时间:2021-05-23
1. 基本介绍
tensorflow设备内存管理模块实现了一个best-fit with coalescing算法(后文简称bfc算法)。
bfc算法是Doung Lea's malloc(dlmalloc)的一个非常简单的版本。
它具有内存分配、释放、碎片管理等基本功能。
2. bfc基本算法思想
1. 数据结构
整个内存空间由一个按基址升序排列的Chunk双向链表来表示,它们的直接前趋和后继必须在地址连续的内存空间。Chunk结构体里含有实际大小、请求大小、是否被占用、基址、直接前趋、直接后继、Bin索引等信息。
2. 申请
用户申请一个内存块(malloc)。根据chunk双链表找到一个合适的内存块,如果该内存块的大小是用户申请的大小的二倍以上,那么就将该内存块切分成两块,这就是split操作。
返回其中一块给用户,并将该内存块标识为占用
Spilt操作会新增一个chunk,所以需要修改chunk双链表以维持前驱和后继关系
如果用户申请512的空间,正好有一块1024的chunk2是空闲的,由于1024/512 =2,所以chunk2 被split为2块:chunk2_1和chunk2_2。返回chunk2_1给用户并将其标志位占用状态。
3. 释放
用户释放一个内存块(free)。先将该块标记为空闲。然后根据chunk数据结构中的信息找到其前驱和后继内存块。如果前驱和后继块中有空闲的块,那么将刚释放的块和空闲的块合并成一个更大的chunk(这就是merge操作,合并当前块和其前后的空闲块)。再修改双链表结构以维持前驱后继关系。这就做到了内存碎片的回收。

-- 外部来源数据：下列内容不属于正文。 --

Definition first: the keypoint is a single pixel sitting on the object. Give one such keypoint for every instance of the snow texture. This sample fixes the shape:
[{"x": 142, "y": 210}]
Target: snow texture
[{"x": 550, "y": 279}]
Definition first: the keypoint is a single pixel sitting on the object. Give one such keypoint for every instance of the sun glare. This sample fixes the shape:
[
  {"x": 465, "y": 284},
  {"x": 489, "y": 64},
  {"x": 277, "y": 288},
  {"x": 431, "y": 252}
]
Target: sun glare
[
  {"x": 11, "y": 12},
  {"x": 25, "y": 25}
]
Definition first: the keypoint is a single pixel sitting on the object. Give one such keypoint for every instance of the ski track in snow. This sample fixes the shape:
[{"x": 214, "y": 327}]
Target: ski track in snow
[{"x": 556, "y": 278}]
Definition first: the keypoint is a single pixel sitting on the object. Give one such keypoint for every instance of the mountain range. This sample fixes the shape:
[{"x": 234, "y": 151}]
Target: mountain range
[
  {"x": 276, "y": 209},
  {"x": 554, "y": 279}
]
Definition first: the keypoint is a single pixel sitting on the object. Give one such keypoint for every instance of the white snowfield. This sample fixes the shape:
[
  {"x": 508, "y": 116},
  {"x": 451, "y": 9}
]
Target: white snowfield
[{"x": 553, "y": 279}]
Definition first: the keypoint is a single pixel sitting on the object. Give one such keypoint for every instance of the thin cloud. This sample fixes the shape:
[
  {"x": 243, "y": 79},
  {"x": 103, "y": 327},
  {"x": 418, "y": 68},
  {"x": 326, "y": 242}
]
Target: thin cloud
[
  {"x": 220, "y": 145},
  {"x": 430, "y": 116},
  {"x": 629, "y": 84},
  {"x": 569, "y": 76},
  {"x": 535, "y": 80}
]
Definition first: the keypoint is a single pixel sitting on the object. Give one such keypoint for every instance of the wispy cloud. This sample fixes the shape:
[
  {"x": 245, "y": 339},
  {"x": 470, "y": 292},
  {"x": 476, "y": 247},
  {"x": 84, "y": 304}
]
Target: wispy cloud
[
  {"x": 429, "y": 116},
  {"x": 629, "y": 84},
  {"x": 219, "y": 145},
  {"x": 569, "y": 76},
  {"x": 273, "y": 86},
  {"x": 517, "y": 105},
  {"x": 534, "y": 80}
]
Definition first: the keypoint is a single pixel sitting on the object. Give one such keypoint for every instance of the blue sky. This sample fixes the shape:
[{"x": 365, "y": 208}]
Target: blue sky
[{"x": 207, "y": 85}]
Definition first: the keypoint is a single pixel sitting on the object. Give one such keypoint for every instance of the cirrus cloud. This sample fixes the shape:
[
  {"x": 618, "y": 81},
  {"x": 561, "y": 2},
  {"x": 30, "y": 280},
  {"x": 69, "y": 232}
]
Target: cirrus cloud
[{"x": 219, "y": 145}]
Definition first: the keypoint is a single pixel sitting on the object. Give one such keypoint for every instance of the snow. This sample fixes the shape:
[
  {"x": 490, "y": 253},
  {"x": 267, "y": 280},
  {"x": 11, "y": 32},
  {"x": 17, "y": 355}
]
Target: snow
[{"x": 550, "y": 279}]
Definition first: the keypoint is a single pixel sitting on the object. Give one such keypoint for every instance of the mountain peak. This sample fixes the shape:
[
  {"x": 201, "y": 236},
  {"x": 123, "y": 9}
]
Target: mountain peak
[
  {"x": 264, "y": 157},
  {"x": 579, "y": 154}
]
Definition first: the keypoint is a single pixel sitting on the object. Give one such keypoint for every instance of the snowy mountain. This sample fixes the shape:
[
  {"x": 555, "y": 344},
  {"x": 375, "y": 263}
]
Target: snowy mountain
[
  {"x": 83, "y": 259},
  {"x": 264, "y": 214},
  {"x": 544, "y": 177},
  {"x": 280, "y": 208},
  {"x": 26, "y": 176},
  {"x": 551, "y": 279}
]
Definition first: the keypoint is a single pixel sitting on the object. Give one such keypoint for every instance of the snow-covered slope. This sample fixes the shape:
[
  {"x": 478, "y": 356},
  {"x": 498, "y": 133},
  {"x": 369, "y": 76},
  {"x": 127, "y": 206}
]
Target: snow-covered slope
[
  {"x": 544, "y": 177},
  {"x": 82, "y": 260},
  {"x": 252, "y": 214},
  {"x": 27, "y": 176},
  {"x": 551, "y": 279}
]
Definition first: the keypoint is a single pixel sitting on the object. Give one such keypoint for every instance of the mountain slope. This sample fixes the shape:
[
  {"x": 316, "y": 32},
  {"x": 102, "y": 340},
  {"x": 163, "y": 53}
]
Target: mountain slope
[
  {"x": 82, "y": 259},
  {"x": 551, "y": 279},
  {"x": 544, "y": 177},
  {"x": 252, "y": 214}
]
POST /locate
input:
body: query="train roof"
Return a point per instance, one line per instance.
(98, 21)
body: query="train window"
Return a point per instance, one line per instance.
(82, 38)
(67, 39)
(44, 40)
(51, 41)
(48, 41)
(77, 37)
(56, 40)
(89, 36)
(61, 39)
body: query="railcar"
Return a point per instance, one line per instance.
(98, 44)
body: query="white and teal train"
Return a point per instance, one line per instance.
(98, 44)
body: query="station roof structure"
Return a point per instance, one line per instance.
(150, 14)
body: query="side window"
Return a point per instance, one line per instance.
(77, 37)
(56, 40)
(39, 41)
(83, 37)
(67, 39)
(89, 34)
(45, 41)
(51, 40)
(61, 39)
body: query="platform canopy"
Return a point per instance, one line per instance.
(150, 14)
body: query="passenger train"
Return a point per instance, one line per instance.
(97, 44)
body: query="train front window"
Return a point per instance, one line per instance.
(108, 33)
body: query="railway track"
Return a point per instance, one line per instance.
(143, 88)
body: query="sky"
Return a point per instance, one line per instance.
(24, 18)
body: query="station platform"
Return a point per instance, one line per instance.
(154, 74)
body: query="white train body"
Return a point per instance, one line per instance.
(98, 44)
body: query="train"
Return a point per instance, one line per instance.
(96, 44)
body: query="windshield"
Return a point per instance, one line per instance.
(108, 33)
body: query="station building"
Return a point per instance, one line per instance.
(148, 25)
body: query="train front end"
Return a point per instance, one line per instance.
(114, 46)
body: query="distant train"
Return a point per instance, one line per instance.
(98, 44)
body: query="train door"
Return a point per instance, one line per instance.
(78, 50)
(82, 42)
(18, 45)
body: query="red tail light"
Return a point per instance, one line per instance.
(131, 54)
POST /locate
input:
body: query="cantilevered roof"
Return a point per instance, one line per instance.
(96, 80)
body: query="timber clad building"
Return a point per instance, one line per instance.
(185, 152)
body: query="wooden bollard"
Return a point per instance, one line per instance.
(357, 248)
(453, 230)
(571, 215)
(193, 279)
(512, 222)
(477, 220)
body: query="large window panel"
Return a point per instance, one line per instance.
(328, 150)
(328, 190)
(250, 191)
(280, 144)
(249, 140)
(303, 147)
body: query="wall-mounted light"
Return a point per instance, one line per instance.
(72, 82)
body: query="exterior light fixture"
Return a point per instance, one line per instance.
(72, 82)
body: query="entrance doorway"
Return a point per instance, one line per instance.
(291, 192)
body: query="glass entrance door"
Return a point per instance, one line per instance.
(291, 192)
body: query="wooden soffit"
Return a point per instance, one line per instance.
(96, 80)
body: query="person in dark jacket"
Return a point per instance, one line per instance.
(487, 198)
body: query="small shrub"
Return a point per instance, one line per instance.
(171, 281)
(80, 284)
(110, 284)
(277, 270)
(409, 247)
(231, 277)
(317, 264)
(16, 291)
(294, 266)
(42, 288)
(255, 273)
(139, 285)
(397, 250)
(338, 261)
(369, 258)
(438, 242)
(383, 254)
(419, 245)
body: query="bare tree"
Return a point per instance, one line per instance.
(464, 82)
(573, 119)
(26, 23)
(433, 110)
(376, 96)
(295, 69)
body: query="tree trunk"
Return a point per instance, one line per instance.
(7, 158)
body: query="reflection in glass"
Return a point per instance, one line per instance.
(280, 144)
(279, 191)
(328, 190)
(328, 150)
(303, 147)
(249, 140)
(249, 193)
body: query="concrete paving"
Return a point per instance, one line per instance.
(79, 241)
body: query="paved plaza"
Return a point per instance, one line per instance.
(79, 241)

如果用户要free chunk3,由于chunk3的前驱chunk2也是空闲的,所以将chunk2和chunk3合并得到一个新的chunk2',大小为chunk2和chunk3之和。
3. bins
1. bins数据结构
bfc算法采取的是被动分块的策略。最开始整个内存是一个chunk,随着用户申请空间的次数增加,最开始的大chunk会被不断的split开来,从而产生越来越多的小chunk。当chunk数量很大时,为了寻找一个合适的内存块而遍历双链表无疑是一笔巨大的开销。为了实现对空闲块的高效管理,bfc算法设计了bin这个抽象数据结构。
每个bin都有一个size属性,一个bin是一个拥有chunk size >= binsize的空闲chunk的集合。集合中的chunk按照chunk size的升序组织成单链表。bfc算法维护了一个bin的集合:bins。它由多个bin以及从属于每个bin的chunks组成。内存中所有的空闲chunk都由bins管理。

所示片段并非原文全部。